A 24 heures du vote décisif qui devra désigner le prochain président de la Banque Africaine de Développement, les spéculations vont bon train. Voici les toutes derniéres news:

-Un rapport sévére sur la gouvernance de la BAD circule dans les coulisses. Oeuvre d’un ancien administrateur sénégalais, le document dont FA a copie revient sur la nécessité de clarifier les rôles au sein de l’institution. La délimitation floue entre les pouvoirs du président et ceux des administrateurs est mis en exergue. Nous y reviendrons.

– Certainement sûr de sa victoire, le nigérian Mr. Adesina s’est fait représenté au premier brief des candidats intervenu le 25 mai. Faux bond peu apprépcié.
-Quant au candidat éthiopien, il est venu à 5 minutes du coup de sifflet final, apparemment peu préparé et confirmant par là l’impression que le public avait de lui durant les caucuns de la Banque Mondiale à Washington où il était le seul absent des huit candidats durant le seul débat télévisé qui a réuni les prétendants.

-Le candidat tchadien Bedoumra Kordje se serait légèrement énervé au cours du premier brief (25 mai) appelant à la révision du mode du scrutin. Notre source, canadienne, parle de «votation».

-La Côte d’Ivoire, super-puissance de la CEDEAO, a arrêté son choix et consulté ses alliés de la région.

– La Tunisie fait du forcing auprés de l’Algérie pour la pousser à «réviser» sa position. L’état-major du président Bouteflika s’est entretenu plusieurs fois avec M. Lamtara, super patron de la diplomatie et expert patenté du monde subsaharien en général.

-Le président Al Fattah Sissi de la République Arabe d’Egypte a déjà donné ses consignes. Pour connaître son candidat à la BAD, le visionnage de sa cérémonie d’investiture, boycottée par la plupart des dirigeants de ce monde, est nécessaire.

– Le marocain Mohamed Boussaid, ministre des Finances, a arpenté les couloirs de l’hôtel Ivoire de long en large. Il est venu avec deux choix, un plan A et un plan B.

– La Mauritanie, via ses deux ministres, Ould Djay des Finances et Ould Raïs des Affaires économiques, subit les assauts de plusieurs délégations représentant des candidats. Trait d’union entre le monde arabe et l’Afrique du Nord, Nouakchott est sollicitée pour faire pression sur les maghrébins et les arabes en gènéral.

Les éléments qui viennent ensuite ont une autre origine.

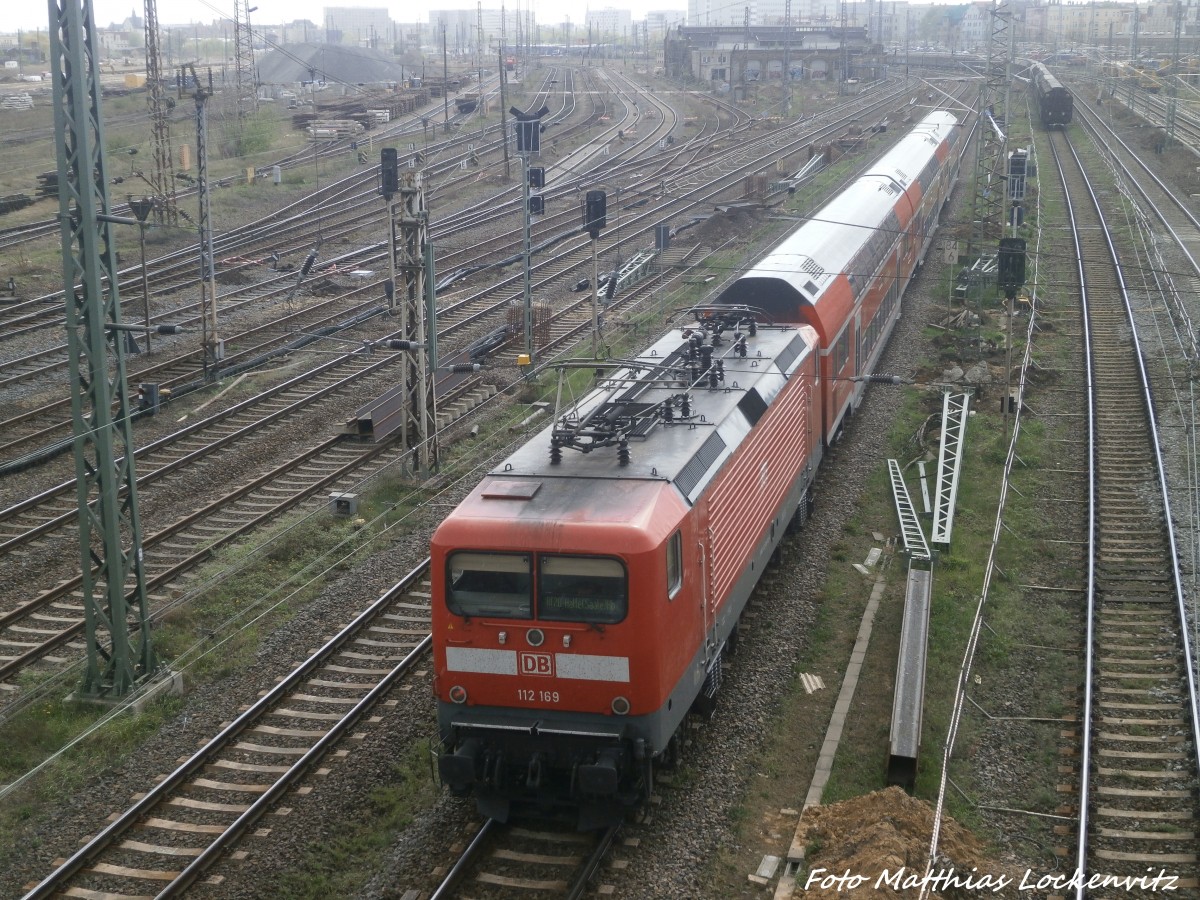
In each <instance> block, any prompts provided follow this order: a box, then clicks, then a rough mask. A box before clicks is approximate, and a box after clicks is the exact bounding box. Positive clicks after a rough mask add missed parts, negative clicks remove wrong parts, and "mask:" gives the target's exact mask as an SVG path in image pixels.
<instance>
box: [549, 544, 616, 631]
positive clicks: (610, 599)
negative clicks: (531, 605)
mask: <svg viewBox="0 0 1200 900" xmlns="http://www.w3.org/2000/svg"><path fill="white" fill-rule="evenodd" d="M628 610H629V582H628V578H626V576H625V566H624V565H623V564H622V563H620V562H619V560H617V559H604V558H599V557H564V556H548V554H547V556H542V557H541V562H540V566H539V574H538V618H539V619H552V620H557V622H588V623H595V624H608V625H611V624H613V623H617V622H620V620H622V619H623V618H625V613H626V612H628Z"/></svg>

-La Libye est divisée, partagée entre ses factions. Tobrouk a déjà choisi son candidat.

-L’absence du rwandais Paul Kagamé, invité de cette cérémonie, fait l’objet d’interprétations diverses et variées.

-Le président du Zimbabwe était invisible lors de la cérémonie d’ouverture des 50e assemblées de la BAD. Attendu avec sa casquette de président de l’Union Africaine, Comrad Bob s’est absenté, se drapant dans une neutralité qui honore ses fonctions.

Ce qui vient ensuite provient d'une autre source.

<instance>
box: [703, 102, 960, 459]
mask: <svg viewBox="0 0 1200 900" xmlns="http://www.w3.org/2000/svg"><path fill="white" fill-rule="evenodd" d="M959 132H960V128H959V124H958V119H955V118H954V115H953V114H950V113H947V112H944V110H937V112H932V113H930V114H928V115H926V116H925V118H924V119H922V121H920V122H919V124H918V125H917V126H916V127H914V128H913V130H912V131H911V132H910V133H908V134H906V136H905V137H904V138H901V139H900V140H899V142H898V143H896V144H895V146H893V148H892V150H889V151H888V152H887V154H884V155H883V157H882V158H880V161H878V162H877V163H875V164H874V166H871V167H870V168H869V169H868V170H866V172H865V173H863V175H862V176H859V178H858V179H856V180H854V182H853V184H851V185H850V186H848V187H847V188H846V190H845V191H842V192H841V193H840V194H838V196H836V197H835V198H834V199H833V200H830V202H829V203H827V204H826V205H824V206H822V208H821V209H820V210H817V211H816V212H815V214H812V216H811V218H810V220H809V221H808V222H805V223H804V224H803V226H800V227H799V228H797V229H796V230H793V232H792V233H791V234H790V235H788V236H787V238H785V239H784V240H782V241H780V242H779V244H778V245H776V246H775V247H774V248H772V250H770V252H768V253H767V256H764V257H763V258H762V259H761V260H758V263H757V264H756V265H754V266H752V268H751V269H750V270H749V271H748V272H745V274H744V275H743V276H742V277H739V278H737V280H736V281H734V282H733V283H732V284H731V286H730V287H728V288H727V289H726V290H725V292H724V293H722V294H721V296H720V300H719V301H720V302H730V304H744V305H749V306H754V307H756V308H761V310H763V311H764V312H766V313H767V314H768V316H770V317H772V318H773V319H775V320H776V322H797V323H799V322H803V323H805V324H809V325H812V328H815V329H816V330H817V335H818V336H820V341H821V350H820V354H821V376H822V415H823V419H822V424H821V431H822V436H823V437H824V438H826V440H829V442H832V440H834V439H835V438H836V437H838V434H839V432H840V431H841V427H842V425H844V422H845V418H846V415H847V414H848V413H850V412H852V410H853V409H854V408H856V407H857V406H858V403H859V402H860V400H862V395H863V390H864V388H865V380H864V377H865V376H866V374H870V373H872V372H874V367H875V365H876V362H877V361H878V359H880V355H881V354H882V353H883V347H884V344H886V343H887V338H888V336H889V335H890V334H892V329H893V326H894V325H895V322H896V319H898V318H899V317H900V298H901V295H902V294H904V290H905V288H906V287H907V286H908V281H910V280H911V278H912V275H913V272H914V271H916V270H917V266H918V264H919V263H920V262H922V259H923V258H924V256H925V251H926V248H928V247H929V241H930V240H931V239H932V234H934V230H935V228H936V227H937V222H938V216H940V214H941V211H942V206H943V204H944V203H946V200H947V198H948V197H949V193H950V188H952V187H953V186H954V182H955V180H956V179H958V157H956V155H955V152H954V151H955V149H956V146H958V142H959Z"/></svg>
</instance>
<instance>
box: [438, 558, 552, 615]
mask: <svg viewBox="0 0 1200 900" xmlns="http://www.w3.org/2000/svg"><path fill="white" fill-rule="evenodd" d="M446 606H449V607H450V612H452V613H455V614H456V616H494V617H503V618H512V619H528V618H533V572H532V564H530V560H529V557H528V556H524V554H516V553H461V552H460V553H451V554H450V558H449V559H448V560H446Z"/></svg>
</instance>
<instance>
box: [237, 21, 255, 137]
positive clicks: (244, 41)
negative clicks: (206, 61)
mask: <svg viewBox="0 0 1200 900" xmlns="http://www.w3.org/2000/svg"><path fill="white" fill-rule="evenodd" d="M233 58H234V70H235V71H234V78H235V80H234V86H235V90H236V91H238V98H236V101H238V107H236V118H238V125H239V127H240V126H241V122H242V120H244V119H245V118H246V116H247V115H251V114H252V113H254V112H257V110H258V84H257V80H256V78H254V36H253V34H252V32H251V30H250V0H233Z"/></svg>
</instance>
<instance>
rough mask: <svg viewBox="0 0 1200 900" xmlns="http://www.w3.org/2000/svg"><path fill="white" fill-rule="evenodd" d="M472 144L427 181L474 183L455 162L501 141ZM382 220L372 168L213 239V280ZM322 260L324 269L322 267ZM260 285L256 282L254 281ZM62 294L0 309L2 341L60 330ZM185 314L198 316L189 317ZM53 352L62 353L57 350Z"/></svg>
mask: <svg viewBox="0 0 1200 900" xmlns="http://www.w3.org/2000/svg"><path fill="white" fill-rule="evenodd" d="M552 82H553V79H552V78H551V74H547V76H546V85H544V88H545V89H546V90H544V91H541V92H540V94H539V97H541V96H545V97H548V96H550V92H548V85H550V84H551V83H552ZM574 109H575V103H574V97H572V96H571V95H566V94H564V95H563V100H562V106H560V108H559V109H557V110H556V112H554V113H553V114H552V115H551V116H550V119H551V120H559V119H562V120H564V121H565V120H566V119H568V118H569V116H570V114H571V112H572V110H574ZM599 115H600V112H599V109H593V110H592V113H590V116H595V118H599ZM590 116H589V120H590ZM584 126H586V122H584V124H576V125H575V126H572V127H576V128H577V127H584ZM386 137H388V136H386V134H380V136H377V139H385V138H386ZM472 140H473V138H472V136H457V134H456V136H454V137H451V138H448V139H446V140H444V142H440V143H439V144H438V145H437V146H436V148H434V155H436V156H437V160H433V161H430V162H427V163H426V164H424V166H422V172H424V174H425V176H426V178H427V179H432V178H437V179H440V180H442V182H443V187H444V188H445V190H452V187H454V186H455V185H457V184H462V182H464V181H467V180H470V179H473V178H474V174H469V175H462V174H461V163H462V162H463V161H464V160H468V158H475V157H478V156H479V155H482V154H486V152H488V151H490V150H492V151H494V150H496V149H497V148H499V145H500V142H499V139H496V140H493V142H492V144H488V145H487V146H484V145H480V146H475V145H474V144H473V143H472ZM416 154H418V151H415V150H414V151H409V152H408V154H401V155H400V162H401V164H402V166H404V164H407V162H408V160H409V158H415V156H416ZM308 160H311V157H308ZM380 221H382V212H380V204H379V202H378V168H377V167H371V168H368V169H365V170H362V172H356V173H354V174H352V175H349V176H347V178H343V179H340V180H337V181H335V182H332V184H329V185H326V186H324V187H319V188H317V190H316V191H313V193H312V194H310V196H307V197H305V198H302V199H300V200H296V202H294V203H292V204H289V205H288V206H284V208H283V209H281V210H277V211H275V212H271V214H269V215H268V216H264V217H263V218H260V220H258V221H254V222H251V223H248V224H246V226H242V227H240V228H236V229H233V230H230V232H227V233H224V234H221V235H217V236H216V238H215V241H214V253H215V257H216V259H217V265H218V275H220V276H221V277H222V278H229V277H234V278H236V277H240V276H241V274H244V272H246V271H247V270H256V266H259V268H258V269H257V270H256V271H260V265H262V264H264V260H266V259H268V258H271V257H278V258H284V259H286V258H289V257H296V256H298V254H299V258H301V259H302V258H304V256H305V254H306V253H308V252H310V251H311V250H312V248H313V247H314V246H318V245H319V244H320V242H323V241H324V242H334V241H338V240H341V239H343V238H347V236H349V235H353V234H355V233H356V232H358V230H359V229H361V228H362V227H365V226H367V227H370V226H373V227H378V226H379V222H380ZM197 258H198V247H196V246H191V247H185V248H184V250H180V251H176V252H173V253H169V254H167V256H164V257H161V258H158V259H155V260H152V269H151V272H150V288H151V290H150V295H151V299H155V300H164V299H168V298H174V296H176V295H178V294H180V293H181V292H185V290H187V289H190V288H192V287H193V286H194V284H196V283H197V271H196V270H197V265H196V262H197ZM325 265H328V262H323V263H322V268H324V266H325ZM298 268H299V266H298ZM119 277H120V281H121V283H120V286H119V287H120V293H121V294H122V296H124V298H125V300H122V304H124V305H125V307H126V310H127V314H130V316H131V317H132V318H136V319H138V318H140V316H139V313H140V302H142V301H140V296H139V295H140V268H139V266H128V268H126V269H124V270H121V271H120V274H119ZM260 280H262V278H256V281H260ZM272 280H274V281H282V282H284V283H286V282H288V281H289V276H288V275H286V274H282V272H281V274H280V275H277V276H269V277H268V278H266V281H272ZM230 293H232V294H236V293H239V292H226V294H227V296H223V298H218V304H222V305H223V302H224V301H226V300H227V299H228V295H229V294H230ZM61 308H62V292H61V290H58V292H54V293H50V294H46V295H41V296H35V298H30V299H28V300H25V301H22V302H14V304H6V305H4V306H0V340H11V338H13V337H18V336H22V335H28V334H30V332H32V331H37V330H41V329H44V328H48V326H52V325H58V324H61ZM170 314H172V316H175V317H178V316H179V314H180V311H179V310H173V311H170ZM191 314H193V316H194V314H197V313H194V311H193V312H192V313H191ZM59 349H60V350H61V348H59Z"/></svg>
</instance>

-Zondo Sakala, candidat porté en réalité par l’Afrique du Sud, était jusque-là proche collaborateur de Kaberuka dont il était le directeur des Opérations. Cette proximité sera-t-elle décisive?

-L’ancien président de la BAD, Babacar Ndiaye, a essuyè quelques critiques nourries suite à sa prise de parole improvisée lors de la cérémonie d’ouverture, quand il a appelé à ne pas s’attarder sur le “passif” du bilan, brillant à plus d’un titre, de Donald Kaberuka.